Audrey got me to begin thinking also that it is a lot easier to buy things than to get rid of them. I am sure my age is the main reason. Young people can’t get enough “stuff.” My 22 year old daughter is a prime example. However, I did teach her that she could buy many things, but it is best to only buy what she LOVED. One time when she was in high school, she went into Macy’s dressing room and tried on at least 20 garments. She came out with nothing and said, “I didn’t LOVE anything.”

Why is comfort food the medicine we need in a bad economy. Well, it reminds us of what our mothers and grandmothers cooked. It is often the retro or classic recipes that nouveau cuisine ignores. It is often a blend of a lot of food categories into one dish. It often cooks for 30 min. to an hour adding yummy smells to the home. It makes us feel secure that someone cares enough for us to cook dinner. And, we then all sit down and eat together.

Aha, this is sounding good. Can we stop long enough to dine together as a family? It has been proven that there are huge benefits to children to have family dinners. The conclusions of a study done by Columbia University show that teens who eat fewer than 3 family dinners a week are:

o Two and a half times likelier to smoke cigarettes.
o More than one and a half times likelier to drink alcohol.
o Almost three times likelier to try marijuana.

Two researchers at the University of Minnesota investigated the potential benefits of family mealtimes and found children gain these benefits:

o Better nutrition
o Better language and literacy
o Fewer eating disorders
o Fewer risky behaviours.

Joseph Califano Jr., chairman and president of the national Center on Addition and Substance Abuse, says that “the family dinner is more powerful than any law we can pass, any punishment we can level” for protecting children against risky behavior. “parental engagement is a critical weapon in the fight against substance abuse,” he says. “If I could wave a want, I’d make everyone have family dinner.”

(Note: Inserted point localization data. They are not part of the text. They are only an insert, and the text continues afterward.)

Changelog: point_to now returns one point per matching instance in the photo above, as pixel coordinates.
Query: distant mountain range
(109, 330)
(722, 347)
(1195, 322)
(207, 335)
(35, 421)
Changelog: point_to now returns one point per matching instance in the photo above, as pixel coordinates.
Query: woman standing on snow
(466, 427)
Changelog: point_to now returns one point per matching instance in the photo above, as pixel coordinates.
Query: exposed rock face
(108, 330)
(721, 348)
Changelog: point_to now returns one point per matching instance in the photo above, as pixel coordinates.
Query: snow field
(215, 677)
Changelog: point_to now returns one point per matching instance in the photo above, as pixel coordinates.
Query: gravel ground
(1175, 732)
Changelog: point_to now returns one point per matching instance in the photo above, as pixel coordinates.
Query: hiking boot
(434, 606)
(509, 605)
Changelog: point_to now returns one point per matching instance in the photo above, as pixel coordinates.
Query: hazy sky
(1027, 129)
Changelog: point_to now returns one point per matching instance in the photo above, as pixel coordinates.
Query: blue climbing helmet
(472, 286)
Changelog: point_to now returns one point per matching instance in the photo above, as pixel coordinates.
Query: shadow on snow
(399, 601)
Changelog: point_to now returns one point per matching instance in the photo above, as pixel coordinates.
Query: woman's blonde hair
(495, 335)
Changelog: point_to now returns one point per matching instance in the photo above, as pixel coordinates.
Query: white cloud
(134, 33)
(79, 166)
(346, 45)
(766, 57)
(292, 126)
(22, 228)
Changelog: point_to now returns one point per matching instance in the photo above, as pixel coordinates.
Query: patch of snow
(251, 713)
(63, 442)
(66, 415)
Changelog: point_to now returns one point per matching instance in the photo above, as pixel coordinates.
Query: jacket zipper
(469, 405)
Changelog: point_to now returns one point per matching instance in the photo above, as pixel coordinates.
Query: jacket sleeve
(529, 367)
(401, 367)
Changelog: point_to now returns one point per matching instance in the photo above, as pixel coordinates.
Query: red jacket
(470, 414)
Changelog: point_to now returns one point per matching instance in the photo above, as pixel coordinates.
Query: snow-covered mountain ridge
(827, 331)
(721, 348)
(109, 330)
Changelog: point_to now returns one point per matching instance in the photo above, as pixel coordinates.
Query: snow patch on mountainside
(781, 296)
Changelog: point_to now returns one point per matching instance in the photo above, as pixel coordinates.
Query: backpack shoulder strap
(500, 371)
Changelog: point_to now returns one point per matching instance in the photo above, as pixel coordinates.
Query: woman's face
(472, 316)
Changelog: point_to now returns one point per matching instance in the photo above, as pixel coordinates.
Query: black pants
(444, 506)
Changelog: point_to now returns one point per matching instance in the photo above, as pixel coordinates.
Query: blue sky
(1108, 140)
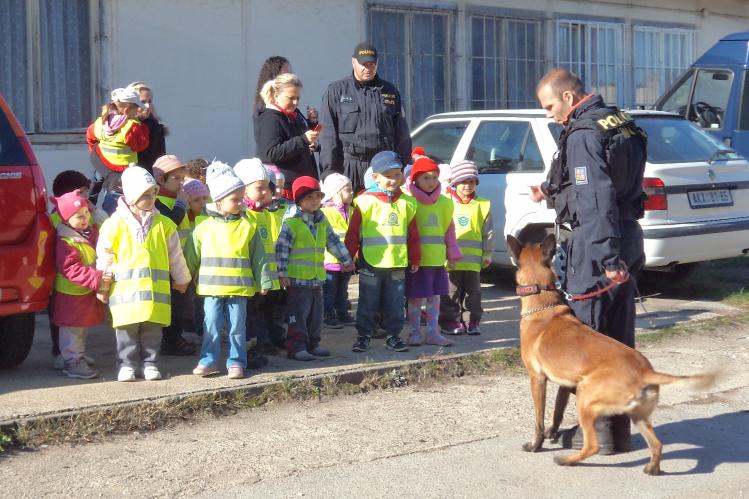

The new cookbook, The Food Nanny Rescues Dinner, Easy Family Meals for Every Day of the Week not only is chock full of comfort food recipes, but one day of the week is dedicated to comfort food, Monday. The author Liz Edmunds says that this is because Monday is the day after the weekend where children need to get back into the routine of school for the week. Comfort food helps achieve this.

My new year’s resolution is to slow down, have comfort food for family dinners, and learn to make bread and home-made pizzas like the author of the above book exclaims is not as hard as you’d think and makes mom very “special.”